28/7/09, Royal Albert Hall (Prom)
1 hr 20 mins. Late-night Prom with John Eliot Gardiner and the Monteverdi Choir plus soloists (chamber organ, double bass, two cellos, bassoon). Too late for me: this kind of music needs concentration which is hard to summon at ten pm; I kept falling asleep, left with a general impression of tuneful noise.
Thirty-eight singers, four motets, three of them with split choirs placed either side of the organ; the third a single choir (though six of the women dropped out for part of it, and there was a beautiful section for tenor, bass and soprano.
The motet was apparently a more old fashioned form than the cantata, for which Bach is best known. Cantatas include instrumental passages, solo singers and a lot more colour and variation. Some of his more puritan contemporaries deplored cantatas as excessively "operatic". But they were more involving, more emotionally rewarding apparently than motets.

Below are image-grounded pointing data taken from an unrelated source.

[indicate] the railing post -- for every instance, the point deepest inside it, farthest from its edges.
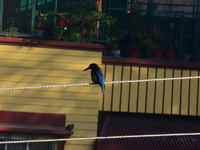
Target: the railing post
(33, 17)
(195, 32)
(1, 14)
(181, 35)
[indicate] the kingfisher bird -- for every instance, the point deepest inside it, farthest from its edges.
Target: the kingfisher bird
(97, 76)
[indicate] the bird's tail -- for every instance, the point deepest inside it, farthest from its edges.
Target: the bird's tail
(102, 88)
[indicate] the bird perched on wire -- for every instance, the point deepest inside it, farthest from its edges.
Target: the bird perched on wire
(97, 76)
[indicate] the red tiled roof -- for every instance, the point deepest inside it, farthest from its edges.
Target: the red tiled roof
(117, 124)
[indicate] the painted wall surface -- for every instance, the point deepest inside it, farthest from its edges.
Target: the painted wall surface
(178, 97)
(32, 66)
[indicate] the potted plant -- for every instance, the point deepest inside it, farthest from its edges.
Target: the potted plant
(80, 24)
(40, 19)
(170, 42)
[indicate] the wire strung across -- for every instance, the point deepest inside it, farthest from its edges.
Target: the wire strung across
(85, 84)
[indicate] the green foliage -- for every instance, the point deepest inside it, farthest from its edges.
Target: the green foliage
(83, 20)
(11, 29)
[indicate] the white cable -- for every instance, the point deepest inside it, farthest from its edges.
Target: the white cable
(84, 84)
(101, 138)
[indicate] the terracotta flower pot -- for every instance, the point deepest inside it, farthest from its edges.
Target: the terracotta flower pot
(156, 54)
(115, 52)
(39, 33)
(186, 56)
(133, 52)
(168, 54)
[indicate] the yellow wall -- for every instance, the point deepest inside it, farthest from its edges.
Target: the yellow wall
(179, 97)
(31, 66)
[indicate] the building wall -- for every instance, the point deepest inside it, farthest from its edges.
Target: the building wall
(177, 97)
(32, 66)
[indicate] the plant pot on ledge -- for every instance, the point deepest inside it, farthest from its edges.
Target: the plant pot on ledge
(168, 54)
(38, 33)
(115, 52)
(185, 56)
(133, 52)
(156, 54)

I'm not qualified to judge. All of these seemed to me pretty sophisticated works. When Petroc Trelawny came on stage for the Radio 3 intro he interviewed Gardiner and asked if it was "too simple to say Bach's motets were unsophisticated" Gardiner replied flatly "It's wrong": that got a laugh.
I remain impressed by Bach rather than moved or seduced. There's something a little too perfect about the surface textures of all that choral singing. And you can't understand the words, unlike much of Handel, which makes a big difference.
But these pieces displayed great variety of tempo and texture and some pretty tunes.